MUSIC FOR THE FUTURE

PROGRAMS FOR INCARCERATED STUDENTS

THANK YOU NOTES FROM PROGRAM PARTICIPANTS

MUSIC FOR THE FUTURE

PMHU’s musical courses and music engagements in prisons and jails span from single day housing unit concert tours, to semester-long, college-accredited music composition courses.

PMHU’S COLLEGE-ACCREDITED MUSIC COMPOSITION COURSE

We are thrilled to announce that after two years of conception and production, PMHU's lead teaching artist Brad Balliett has begun teaching the pilot semester of the Music For the Future music composition course Composition and Analysis: Beethoven String Quartet for Bard Prison Initiative students at the Green Haven Correctional Facility. The in-person core of this course is supplemented by an 11-part on-demand video library, giving students the creative tools they need to write their own pieces of music based on the composition methods of Ludwig van Beethoven, a man who throughout his life attempted to imbue his music with messages of brotherhood, joy, and triumph in the face of familial abuse, mental illness, and impending deafness. 

RIKERS ISLAND HOUSING UNIT CONCERTS

This season, PMHU has relaunched its in-unit concert programs with the NYC Department of Corrections on Rikers Island and the Vernon C. Bain jail barge in the Bronx. Throughout the year, PMHU artists bring interactive programs encompassing collaborative music performance and discussions, song-writing workshops, and improv “jam sessions” together with our incarcerated listeners. 

BACKGROUND

With the overwhelmingly positive audience response during our first healing concert at the Radgowski Correctional Institution in May 2016, the PMHU team moved to make music outreach in carceral facilities one of its primary missions, expanding its reach to local, state, and federal prisons throughout California, Connecticut and New York.  For this work, PMHU was awarded the ProMusicis 2017 Father Eugène Merlet Award for Community Service, supporting a week-long musical immersion pilot program at the Danbury Federal Correctional Institution in January 2018. 

For this first extended residency, PMHU musicians collaborated with Carnegie Hall's Daniel Levy to present an interactive, conversational, and educational musical program, and facilitated creative workshops through which participants were able to compose their own musical pieces. This residency eventually grew into two full year-round programs led by PMHU’s lead teaching artists Brad Balliett and Daniel Levy, bringing such celebrated ensembles as the Juilliard, Dover, Miro, Calidore, and Orion Quartets into musical workshops with PMHU’s program participants, delving into the compositional processes and inspirations of Ludwig Van Beethoven as seen through his string quartet literature. The resulting musical creations and responses were extraordinary, and reinforced to all involved the power of music to bridge the divide between people of different cultures and circumstances. 
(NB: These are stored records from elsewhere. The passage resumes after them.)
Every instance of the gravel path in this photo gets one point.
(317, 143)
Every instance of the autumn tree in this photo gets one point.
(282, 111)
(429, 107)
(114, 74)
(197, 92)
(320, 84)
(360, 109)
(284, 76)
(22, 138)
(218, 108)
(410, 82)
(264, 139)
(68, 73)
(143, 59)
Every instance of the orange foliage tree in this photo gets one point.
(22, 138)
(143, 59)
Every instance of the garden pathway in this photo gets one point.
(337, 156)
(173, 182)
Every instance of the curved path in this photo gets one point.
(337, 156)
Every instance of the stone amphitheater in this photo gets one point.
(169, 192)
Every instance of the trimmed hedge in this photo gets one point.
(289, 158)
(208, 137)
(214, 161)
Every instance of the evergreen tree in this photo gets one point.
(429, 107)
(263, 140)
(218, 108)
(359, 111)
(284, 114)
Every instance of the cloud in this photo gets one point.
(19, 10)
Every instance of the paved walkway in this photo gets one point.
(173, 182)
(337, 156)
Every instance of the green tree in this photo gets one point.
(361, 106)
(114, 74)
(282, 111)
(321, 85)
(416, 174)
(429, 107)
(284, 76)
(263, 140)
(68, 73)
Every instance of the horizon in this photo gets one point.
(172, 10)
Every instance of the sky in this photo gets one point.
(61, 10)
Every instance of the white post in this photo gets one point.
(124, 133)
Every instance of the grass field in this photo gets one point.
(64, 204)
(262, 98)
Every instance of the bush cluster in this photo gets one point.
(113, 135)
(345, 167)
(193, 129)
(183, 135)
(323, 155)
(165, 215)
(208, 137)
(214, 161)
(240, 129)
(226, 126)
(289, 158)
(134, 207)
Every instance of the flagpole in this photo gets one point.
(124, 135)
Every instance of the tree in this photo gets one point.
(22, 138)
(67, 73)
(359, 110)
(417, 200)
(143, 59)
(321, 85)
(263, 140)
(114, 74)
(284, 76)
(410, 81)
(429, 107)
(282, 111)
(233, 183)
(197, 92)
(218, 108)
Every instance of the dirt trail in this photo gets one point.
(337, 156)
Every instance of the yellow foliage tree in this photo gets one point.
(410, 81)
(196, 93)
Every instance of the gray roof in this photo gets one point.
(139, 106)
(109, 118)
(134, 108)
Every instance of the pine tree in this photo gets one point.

When all of this work was put on indefinite hold due to the pandemic, PMHU’s leadership decided to take the final step to develop these year-round programs into a college-accredited music composition program. PMHU’s lead teaching artist Brad Balliett worked with the PMHU team to write, film, and edit the on-demand video library that delves into the life, times, and music of Ludwig van Beethoven. 

The PMHU Team is now in the process of bringing this course to correctional facilities across the country in collaboration with the music departments of local universities and conservatories.

“Thank you so much for the warmth and enthusiasm for life and art you express through your music. Your music brought to me a sense of normalcy I can only call ‘home’. Thank you for that gift.”